327.相手を燃やしながら戦いました
リルを追いかけてきたのは白い毛玉・・・いや、正確に言えば白い眼玉。
何やら怯えた感じで俺の後ろに隠れたリルだったが、その毛玉は俺の前で止まるとホバリングをするかのようにふわふわとその場で停止。
まっしろしろすけと言えばいいのだろうか、某アニメに出てきたやつの真逆かと思い指を出した次の瞬間。
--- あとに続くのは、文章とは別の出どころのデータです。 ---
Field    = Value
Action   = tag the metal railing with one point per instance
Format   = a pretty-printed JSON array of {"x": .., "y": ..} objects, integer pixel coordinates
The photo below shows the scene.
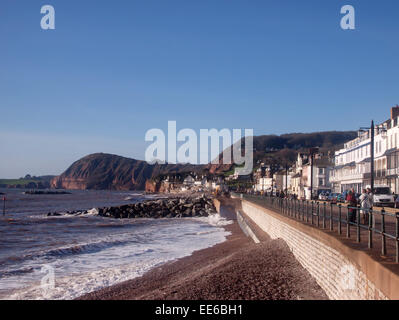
[{"x": 366, "y": 223}]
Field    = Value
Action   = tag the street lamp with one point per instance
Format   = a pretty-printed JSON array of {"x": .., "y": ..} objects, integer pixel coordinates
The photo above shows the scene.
[
  {"x": 312, "y": 152},
  {"x": 372, "y": 134}
]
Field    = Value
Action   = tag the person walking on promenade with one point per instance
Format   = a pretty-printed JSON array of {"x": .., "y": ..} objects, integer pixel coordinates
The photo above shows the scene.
[
  {"x": 365, "y": 204},
  {"x": 352, "y": 203}
]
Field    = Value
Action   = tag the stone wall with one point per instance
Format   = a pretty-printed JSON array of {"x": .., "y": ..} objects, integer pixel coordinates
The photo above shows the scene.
[{"x": 342, "y": 272}]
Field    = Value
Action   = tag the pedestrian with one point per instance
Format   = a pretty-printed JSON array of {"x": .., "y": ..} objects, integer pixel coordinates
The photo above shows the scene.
[
  {"x": 352, "y": 204},
  {"x": 365, "y": 205}
]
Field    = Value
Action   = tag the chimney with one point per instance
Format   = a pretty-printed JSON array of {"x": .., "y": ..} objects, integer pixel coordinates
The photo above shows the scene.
[{"x": 395, "y": 112}]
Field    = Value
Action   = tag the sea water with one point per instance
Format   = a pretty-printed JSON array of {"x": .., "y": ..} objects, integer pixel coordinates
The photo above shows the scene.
[{"x": 64, "y": 257}]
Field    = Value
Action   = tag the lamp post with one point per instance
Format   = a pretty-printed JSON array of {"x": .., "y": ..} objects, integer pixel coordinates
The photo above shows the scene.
[
  {"x": 312, "y": 152},
  {"x": 372, "y": 135}
]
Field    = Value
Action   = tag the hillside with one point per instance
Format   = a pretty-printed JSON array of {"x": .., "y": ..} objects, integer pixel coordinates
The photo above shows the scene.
[
  {"x": 102, "y": 171},
  {"x": 106, "y": 171}
]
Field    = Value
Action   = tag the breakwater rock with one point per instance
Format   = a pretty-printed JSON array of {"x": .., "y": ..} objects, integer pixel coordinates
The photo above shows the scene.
[
  {"x": 162, "y": 208},
  {"x": 180, "y": 207}
]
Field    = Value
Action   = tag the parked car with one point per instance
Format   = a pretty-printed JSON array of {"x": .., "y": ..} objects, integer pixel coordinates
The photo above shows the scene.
[
  {"x": 333, "y": 197},
  {"x": 383, "y": 197},
  {"x": 341, "y": 197},
  {"x": 323, "y": 196}
]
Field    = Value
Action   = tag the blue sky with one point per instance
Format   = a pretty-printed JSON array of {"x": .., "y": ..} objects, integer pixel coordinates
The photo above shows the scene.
[{"x": 114, "y": 69}]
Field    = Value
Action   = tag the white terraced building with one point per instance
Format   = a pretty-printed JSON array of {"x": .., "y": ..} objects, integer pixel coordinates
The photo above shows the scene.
[{"x": 353, "y": 162}]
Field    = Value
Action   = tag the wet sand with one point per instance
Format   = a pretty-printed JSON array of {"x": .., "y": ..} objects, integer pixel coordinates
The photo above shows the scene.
[{"x": 237, "y": 269}]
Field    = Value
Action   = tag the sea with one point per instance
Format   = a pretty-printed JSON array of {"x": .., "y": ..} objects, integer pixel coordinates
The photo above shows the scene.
[{"x": 64, "y": 257}]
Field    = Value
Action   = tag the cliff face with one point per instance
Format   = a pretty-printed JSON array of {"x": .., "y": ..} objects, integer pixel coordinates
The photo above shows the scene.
[{"x": 110, "y": 172}]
毛玉のど真ん中が上下に分かれ中から目玉が出てきたときは思わずダンジョン中に響き渡る悲鳴を上げてしまった。
いや、マジであの距離で目玉はアカンて。
思わず棍ではなく拳で殴りかかろうとするも失敗、その後もふわふわと三つの目玉が俺の周りをぐるぐると回り絶妙な距離感で攻撃を避け続ける。
途中でルナが一匹を、更にリルがもう一匹をもっていってくれたとはいえ常に巨大な目に追いかけられるのは非常に気持ちが悪かった。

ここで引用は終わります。